无归海的清晨依旧静谧,谢知鸢坐在新制成的秋千上,有一下没一下地轻轻晃荡着。
纪伯宰是块难啃的硬骨头,需要耐心和手段,不能因一时感触而乱了阵脚。
眼下,她想起了另一件事,她需要找自己幼时在极星渊住的花满楼,毕竟不能一直住在无归海。
想着想着,她便想到了那个眼神干净,心思单纯,像小奶狗一样热情直白的司判堂小少爷。
对付他,小白花的伎俩固然有效,但或许……换一种更直接、更具冲击力的风格,效果会更好。
想到此处,谢知鸢从秋千上轻盈地跃下,理了理裙摆。
她今日特意选了一身水红色的衣裙,不如月白色清雅,却更衬得她肌肤莹白,眉眼间多了几分秾丽与鲜活。
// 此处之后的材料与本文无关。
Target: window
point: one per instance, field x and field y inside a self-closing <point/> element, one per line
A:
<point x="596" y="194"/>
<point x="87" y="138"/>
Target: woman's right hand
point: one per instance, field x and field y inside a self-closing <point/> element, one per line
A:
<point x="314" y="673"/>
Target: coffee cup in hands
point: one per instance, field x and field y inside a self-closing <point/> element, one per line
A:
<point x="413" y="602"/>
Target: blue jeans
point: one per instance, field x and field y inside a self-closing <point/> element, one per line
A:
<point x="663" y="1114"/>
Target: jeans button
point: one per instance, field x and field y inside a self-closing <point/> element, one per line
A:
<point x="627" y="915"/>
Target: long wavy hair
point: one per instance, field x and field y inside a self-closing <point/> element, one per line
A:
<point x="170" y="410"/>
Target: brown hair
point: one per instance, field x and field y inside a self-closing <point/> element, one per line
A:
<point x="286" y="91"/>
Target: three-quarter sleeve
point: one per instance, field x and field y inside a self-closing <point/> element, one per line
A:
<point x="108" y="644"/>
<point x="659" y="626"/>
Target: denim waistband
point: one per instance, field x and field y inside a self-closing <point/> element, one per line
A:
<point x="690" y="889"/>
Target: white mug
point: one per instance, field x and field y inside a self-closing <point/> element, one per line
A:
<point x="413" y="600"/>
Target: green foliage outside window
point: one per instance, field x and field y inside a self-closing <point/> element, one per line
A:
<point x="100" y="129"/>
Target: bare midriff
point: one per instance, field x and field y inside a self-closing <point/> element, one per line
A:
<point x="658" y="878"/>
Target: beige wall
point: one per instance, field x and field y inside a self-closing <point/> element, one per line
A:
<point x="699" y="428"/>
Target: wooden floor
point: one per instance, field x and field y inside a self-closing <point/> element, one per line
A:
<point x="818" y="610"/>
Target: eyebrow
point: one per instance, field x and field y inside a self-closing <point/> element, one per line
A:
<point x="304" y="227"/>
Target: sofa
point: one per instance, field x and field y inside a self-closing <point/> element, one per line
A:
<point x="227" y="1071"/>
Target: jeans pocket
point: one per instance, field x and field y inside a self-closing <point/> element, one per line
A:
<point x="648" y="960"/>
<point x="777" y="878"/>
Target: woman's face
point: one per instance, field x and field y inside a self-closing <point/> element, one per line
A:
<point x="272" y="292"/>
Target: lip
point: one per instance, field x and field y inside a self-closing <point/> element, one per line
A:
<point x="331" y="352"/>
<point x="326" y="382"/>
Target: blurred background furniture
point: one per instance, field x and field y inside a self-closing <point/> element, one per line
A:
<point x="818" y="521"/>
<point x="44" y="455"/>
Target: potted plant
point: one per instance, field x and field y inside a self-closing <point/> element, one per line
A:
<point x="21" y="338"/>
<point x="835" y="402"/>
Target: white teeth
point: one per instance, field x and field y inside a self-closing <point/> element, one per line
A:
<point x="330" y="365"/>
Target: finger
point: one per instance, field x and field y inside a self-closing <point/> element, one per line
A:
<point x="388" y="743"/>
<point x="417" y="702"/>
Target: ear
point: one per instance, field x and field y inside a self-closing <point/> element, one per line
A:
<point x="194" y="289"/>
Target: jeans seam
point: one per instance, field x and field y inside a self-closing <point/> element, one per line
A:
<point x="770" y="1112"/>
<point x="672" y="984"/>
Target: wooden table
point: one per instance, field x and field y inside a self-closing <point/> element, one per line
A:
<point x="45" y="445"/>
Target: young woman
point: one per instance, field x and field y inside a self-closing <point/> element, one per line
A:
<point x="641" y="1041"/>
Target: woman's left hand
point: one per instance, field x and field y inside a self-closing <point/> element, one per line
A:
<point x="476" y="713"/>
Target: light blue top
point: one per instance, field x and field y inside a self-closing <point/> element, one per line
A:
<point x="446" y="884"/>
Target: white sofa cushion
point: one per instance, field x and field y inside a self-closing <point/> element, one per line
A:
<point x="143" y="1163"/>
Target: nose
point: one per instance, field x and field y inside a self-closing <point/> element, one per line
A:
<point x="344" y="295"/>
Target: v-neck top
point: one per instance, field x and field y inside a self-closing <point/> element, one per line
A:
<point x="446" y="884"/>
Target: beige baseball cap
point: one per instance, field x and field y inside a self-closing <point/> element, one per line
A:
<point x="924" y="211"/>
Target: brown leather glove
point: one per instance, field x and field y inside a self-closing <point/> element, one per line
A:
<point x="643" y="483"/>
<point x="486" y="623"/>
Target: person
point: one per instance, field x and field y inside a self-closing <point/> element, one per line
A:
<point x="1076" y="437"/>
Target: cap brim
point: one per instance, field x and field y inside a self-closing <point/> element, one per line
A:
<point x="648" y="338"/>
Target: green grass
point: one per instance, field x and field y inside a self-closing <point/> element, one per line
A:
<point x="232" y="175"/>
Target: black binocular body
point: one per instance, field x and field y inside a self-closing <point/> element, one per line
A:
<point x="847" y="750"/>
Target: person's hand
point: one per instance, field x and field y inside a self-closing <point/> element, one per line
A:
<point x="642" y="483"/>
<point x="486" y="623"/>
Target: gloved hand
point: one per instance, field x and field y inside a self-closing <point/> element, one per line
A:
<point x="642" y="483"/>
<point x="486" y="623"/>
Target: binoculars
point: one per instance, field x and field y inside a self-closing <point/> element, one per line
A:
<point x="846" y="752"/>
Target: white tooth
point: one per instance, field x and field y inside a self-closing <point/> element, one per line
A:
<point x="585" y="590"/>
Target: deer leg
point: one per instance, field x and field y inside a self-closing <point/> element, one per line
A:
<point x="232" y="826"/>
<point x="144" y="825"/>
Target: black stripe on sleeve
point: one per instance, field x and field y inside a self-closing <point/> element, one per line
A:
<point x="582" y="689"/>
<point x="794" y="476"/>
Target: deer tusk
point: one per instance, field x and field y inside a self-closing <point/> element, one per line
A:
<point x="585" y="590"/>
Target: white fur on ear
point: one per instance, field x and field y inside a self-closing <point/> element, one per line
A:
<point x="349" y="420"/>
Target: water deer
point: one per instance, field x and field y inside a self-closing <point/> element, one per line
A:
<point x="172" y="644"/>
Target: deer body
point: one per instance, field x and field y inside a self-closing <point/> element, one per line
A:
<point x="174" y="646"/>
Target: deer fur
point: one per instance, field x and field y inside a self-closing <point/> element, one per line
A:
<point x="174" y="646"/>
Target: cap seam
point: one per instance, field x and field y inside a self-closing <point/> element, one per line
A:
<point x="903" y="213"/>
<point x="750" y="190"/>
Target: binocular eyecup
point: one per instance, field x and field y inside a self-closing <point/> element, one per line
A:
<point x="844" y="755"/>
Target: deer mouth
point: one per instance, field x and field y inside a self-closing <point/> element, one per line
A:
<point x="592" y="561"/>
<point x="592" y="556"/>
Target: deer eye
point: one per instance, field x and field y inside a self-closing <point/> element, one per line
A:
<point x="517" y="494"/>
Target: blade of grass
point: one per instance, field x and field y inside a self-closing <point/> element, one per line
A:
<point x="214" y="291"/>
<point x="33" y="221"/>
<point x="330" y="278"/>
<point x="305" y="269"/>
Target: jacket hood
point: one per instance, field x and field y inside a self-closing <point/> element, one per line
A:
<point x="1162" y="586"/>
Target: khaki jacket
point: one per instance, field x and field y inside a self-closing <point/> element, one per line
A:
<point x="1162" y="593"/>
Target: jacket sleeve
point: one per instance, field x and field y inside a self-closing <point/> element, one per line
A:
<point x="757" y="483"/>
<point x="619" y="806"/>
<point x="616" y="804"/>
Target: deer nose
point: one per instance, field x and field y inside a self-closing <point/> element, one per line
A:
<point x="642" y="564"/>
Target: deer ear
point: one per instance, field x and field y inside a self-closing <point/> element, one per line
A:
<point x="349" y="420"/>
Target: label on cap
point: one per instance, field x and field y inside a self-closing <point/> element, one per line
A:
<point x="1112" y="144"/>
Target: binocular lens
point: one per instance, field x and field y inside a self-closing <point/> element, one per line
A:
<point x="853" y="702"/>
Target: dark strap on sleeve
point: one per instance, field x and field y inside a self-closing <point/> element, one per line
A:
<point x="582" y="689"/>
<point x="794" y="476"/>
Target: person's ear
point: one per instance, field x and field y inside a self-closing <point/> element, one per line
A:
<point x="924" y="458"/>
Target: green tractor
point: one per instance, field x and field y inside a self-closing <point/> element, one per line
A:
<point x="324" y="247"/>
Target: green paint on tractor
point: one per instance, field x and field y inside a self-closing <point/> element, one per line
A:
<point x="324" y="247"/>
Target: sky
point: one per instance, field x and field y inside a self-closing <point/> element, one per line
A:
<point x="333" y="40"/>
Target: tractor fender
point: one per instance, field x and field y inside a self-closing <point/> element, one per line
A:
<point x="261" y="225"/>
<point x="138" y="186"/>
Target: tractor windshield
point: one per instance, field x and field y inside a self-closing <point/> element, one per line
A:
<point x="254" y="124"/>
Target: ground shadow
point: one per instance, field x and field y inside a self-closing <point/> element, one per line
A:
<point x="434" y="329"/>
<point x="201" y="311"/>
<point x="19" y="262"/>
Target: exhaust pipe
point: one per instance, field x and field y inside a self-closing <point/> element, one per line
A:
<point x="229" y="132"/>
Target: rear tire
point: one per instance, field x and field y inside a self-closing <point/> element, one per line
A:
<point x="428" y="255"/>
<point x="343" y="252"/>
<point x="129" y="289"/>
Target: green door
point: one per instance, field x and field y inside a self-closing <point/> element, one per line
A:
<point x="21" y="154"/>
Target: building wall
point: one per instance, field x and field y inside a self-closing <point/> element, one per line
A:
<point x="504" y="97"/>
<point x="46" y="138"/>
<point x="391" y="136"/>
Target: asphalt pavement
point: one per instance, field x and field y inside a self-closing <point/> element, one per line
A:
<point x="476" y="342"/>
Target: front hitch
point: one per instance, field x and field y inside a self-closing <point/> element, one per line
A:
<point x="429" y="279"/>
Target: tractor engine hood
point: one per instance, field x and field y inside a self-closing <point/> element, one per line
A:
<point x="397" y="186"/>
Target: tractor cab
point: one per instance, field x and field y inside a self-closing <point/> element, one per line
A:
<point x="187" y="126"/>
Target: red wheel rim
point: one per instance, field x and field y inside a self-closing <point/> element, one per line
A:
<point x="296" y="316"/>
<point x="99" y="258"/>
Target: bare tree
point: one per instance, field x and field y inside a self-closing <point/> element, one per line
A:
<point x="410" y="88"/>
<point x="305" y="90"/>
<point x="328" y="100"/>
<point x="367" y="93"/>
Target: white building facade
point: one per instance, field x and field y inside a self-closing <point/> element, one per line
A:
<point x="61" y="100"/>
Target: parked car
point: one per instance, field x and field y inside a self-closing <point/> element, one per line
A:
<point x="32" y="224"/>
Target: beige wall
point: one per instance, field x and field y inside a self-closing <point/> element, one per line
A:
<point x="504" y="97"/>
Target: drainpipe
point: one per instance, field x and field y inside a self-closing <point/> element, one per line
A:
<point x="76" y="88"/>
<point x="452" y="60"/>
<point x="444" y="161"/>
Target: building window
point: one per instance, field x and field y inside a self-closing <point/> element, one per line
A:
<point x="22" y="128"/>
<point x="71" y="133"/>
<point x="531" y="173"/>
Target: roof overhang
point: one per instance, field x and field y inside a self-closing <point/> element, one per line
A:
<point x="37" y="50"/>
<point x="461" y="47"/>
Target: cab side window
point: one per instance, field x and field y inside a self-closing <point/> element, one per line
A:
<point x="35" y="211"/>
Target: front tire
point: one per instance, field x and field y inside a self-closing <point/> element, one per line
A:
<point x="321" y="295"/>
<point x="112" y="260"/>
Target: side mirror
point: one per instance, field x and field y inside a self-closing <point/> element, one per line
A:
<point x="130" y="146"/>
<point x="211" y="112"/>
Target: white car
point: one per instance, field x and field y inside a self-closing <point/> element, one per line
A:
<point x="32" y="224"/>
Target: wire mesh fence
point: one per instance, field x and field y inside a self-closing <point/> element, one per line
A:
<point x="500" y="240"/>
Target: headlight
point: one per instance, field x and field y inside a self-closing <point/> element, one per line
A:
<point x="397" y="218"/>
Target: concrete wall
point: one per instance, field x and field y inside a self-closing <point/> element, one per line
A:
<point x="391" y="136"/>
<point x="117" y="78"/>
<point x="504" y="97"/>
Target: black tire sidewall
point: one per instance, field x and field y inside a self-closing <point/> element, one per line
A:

向纪伯宰禀明要去城中购置些女儿家用的物事后,她便乘着无归海的马车出了门。
马车并未驶向繁华的集市,而是绕了几条街,停在了庄严肃穆的司判堂大门外。
司判堂的守卫见到一位如此明媚清丽的女子独自前来,都有些诧异。
听闻她要找司徒岭,更是面面相觑。
炮灰“姑娘稍候,容我等通传。”
不多时,一阵急促的脚步声便从里面传来。
司徒岭几乎是跑着出来的,额角还带着细微的汗珠,脸上是毫不掩饰的惊喜。
司徒岭“谢姑娘!你怎么来了?”
他今日穿着司判堂的制服,更显得身姿挺拔,少年气十足。
看到谢知鸢这身不同于宴会上清冷柔弱的打扮,他眼睛一亮,脸颊微微泛红。
谢知鸢弯唇一笑,眼波流转间,带着醉人的撩拨。
谢知鸢“怎么,司徒大人不欢迎我吗?”
司徒岭“怎么会!欢迎,当然欢迎!”
司徒岭“只是……只是没想到你会来找我。快,快请进来坐!”
他引着谢知鸢进入司判堂,一路穿过回廊,来到他办公的廨署。
廨署内陈设简洁,书卷气浓厚,与他的人一样,干净又明朗。
司徒岭“我这里有些简陋,谢姑娘别介意。”
谢知鸢接过茶杯,指尖若有似无地擦过他的手指,感受到他瞬间的僵硬,她眼底笑意更深。
她并未立即喝茶,而是捧着温热的茶杯,目光缓缓扫过四周,最后落回到司徒岭那张写满紧张和期待的脸上。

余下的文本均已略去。